The transaction will create a premier global, national, local, and hyper-local content group for the digital age – leveraged across online, mobile, tablet, and video platforms. The combination of AOL’s infrastructure and scale with The Huffington Post’s pioneering approach to news and innovative community building among a broad and sophisticated audience will mark a seminal moment in the evolution of digital journalism and online engagement.

The new group will have a combined base of 117 million unique visitors a month in the United States and 270 million around the world**. Following the close of this transaction, AOL will accelerate its strategy to deliver a scaled and differentiated array of premium news, analysis, and entertainment produced by thousands of writers, editors, reporters, and videographers around the globe.

As part of the transaction, Arianna Huffington, The Huffington Post’s co-founder and editor-in-chief, will be named president and editor-in-chief of The Huffington Post Media Group, which will include all Huffington Post and AOL content, including Engadget, TechCrunch, Moviefone, MapQuest, Black Voices, PopEater, AOL Music, AOL Latino, AutoBlog, Patch, StyleList, and more.

The deal includes $300 million in cash and $15 million in stock.

In a letter to its blog team, Arianna Huffington said that the deal instantly creates “one of the “biggest media companies in the world, with global, national, and local reach — combining original reporting, opinion, video, social engagement and community, and leveraged across every platform, including the web, mobile, and tablets.” She said the site would basically continue as it was, only incorporating the content built by AOL. She also discusses how the deal came together here.

I agree with Felix Salmon that this looks like a good deal for both sides.
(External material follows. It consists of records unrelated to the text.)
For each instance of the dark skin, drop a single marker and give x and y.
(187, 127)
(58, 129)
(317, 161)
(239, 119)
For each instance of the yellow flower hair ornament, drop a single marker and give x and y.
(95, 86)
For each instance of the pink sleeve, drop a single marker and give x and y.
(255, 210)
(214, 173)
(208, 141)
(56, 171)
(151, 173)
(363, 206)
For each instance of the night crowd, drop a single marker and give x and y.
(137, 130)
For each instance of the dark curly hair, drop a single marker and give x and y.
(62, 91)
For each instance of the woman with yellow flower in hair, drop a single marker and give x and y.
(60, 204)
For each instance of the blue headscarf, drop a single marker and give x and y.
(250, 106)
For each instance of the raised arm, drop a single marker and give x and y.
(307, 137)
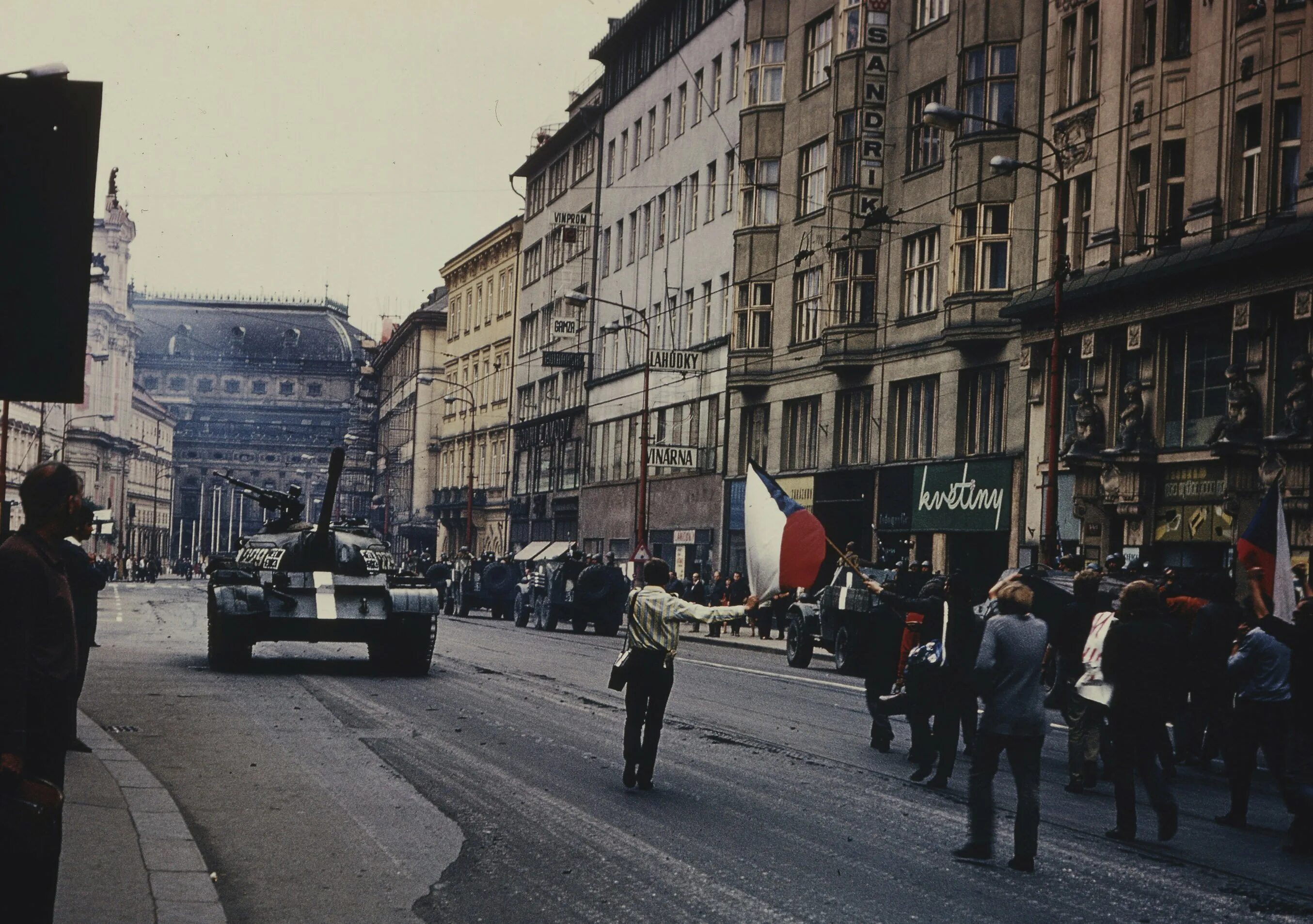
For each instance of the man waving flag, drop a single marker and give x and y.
(786, 544)
(1266, 545)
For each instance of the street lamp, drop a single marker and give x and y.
(938, 116)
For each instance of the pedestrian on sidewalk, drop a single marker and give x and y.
(1260, 670)
(653, 640)
(1143, 658)
(1008, 679)
(38, 673)
(84, 583)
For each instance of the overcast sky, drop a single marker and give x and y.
(280, 146)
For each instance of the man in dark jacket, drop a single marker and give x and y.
(942, 601)
(84, 583)
(38, 673)
(1143, 660)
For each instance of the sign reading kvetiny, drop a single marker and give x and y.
(675, 360)
(673, 457)
(562, 359)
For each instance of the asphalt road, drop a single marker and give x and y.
(490, 792)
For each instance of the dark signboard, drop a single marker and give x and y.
(947, 497)
(562, 359)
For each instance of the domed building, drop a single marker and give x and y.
(263, 389)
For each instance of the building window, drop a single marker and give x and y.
(754, 436)
(1144, 32)
(799, 439)
(807, 305)
(1197, 384)
(982, 247)
(760, 192)
(753, 317)
(854, 286)
(1177, 31)
(853, 427)
(820, 37)
(764, 73)
(925, 12)
(1138, 171)
(981, 410)
(813, 170)
(921, 267)
(1288, 154)
(912, 411)
(926, 147)
(989, 87)
(1249, 141)
(846, 151)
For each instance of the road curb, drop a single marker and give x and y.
(746, 646)
(180, 881)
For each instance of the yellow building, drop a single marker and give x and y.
(482, 282)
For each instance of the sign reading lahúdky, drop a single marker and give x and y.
(675, 360)
(673, 457)
(963, 497)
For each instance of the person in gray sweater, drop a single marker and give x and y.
(1008, 679)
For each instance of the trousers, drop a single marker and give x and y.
(1136, 742)
(1023, 756)
(647, 695)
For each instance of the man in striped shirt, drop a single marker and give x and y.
(654, 617)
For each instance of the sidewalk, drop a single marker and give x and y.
(744, 641)
(129, 858)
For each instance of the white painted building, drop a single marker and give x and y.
(666, 251)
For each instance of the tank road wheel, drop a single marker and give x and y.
(226, 647)
(845, 650)
(797, 645)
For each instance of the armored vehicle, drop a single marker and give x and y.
(836, 619)
(330, 582)
(562, 586)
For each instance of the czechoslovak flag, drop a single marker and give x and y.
(786, 544)
(1266, 545)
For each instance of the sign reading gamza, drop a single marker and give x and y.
(673, 457)
(564, 359)
(675, 360)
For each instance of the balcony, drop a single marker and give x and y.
(850, 347)
(750, 368)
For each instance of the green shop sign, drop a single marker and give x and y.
(962, 497)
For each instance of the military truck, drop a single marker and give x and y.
(836, 620)
(562, 586)
(329, 582)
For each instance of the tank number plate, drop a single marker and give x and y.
(377, 561)
(264, 560)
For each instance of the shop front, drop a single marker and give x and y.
(955, 515)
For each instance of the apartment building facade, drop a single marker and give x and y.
(665, 259)
(475, 392)
(553, 334)
(870, 367)
(408, 367)
(1186, 326)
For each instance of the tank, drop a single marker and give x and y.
(325, 582)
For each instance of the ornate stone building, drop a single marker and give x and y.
(263, 388)
(1186, 323)
(475, 392)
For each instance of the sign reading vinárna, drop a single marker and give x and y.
(675, 360)
(963, 497)
(673, 457)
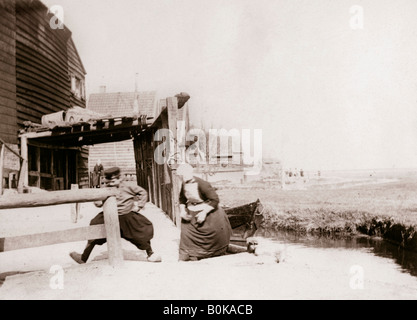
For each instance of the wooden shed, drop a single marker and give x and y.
(40, 73)
(154, 151)
(116, 104)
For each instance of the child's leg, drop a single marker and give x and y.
(82, 258)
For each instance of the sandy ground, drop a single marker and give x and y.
(53, 275)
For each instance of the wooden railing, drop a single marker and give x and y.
(110, 229)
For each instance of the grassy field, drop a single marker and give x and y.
(386, 209)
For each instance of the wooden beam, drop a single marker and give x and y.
(114, 240)
(1, 167)
(54, 237)
(10, 149)
(24, 172)
(172, 108)
(55, 197)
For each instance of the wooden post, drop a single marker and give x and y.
(1, 167)
(172, 108)
(23, 175)
(75, 207)
(111, 223)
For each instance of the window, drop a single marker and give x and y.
(78, 87)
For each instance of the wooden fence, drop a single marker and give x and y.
(110, 229)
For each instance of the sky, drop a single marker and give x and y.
(331, 84)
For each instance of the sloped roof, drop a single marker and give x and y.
(120, 104)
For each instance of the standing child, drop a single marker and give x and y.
(134, 227)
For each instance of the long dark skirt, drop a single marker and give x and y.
(207, 240)
(134, 227)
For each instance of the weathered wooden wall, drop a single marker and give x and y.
(43, 83)
(36, 64)
(8, 125)
(113, 154)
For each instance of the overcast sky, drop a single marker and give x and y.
(328, 89)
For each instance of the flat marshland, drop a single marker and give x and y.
(380, 207)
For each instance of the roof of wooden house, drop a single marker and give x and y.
(122, 103)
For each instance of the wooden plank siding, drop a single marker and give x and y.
(43, 84)
(8, 125)
(36, 63)
(119, 154)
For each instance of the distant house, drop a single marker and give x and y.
(119, 104)
(40, 73)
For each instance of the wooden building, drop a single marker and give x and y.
(40, 73)
(149, 137)
(119, 104)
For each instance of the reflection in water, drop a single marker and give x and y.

AOL was slowly losing subscribers, and while they still had a huge audience, they weren’t really driving them in any one direction. Their content business just got some uniformity and branding.

HuffPo has always derived much of its blog traffic from entertainment and gossip stories, and with the inclusion of AOL’s large audience the politics will probably become an even smaller percentage of the traffic. In that sense, HuffPo really operates the way a newspaper used to operate, with the fluff subsidizing the meat and potatoes.

I probably have a very unusual view of things, but pretty much everything I read on Huffington Post comes from their original reporting wing, and they have a growing staff in that department delivering very strong content. It’s good for progressive media in general to see a business model thriving, and while there are concerns about a general flattening of the online space that’s already happening, and this at least plants a flag on the left side. I expect them only to expand and wish them the best of luck.